Heinrich Kramer (1430-1505) and Malleus Malleficarum

Malleus maleficarum maleficas et earum heresim ut phramea potentissima coƱterens
1519

St. Thomas Aquinas was quoted more than one hundred times in what is arguably the most influential work to discuss the evils of witchcraft, Malleus Maleficarum [Hammer of Witches], published in Germany in 1486. Its author, Heinrich Kramer, a Dominican monk and inquisitor, used the power of the new Gutenberg printing press to help spread what were generally considered at that time, in the context of the canon Episcopi, heretical views about witchcraft. Although Malleus Maleficarum was banned by the Church soon after its initial publication (it appeared on a list of such books in 1490), it was nonetheless printed 13 times between 1486 and 1520, and another 16 times between 1574 and 1669. It influenced many other works about witchcraft, including those by, among others, Jean Bodin in France and Martin Del Rio in the Low Countries. After its publication, witchcraft came to be more widely accepted as a real and dangerous phenomenon. The Church would eventually identify witchcraft as the greatest of crimes and sins and elevate it to the level of heresy; as a result, prosecutions and penalties became increasingly brutal and severe.

Malleus Maleficarum was designed as both a manual for the investigation and persecution of witches, as well as a defense of Kramer’s ideas about the persecution of witches; these had been criticized during his first attempts at witchcraft trials in Germany, at which time he had been dismissed by a local bishop as senile and crazy.

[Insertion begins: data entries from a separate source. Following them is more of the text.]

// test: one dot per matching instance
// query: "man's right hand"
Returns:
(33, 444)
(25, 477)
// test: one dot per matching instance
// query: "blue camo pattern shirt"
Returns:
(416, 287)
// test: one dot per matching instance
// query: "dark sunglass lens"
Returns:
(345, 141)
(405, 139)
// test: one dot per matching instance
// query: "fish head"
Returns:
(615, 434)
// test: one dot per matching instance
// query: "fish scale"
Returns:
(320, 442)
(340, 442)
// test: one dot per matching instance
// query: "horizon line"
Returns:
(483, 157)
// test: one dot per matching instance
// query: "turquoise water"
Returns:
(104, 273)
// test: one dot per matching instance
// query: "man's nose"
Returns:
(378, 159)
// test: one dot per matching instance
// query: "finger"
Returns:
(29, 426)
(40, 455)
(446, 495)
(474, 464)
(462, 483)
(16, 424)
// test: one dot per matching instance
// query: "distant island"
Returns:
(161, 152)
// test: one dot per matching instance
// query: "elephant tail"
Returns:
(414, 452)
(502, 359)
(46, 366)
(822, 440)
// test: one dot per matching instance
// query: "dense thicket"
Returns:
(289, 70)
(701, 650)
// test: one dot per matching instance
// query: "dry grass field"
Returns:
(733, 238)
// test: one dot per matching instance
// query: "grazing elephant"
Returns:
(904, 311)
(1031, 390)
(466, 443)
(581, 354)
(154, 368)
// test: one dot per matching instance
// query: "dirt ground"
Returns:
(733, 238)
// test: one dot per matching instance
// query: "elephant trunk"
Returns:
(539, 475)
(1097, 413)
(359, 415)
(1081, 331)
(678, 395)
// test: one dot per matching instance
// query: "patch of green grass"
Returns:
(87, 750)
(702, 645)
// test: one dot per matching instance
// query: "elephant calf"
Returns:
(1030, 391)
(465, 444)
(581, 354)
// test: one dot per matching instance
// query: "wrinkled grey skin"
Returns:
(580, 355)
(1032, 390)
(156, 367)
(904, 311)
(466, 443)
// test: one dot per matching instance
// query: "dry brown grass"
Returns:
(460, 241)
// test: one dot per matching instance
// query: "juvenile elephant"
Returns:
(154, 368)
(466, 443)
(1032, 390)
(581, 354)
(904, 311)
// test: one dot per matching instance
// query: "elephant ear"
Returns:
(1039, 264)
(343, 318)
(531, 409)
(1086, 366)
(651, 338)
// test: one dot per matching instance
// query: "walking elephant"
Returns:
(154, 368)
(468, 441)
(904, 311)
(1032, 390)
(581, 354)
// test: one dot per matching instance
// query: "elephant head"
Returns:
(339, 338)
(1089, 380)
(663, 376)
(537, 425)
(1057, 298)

The book is divided into three parts. First, a theoretical examination of the concept of witchcraft that specifically addresses the question of whether witchcraft is real or imaginary; it concludes that it is real because the Devil is real, and witches enter into pacts with the Devil to allow them to perform magical acts. Second, a discussion of how witches recruit. And third, a discussion of the prosecution of witches that also laid out arguments that could be used by lay magistrates.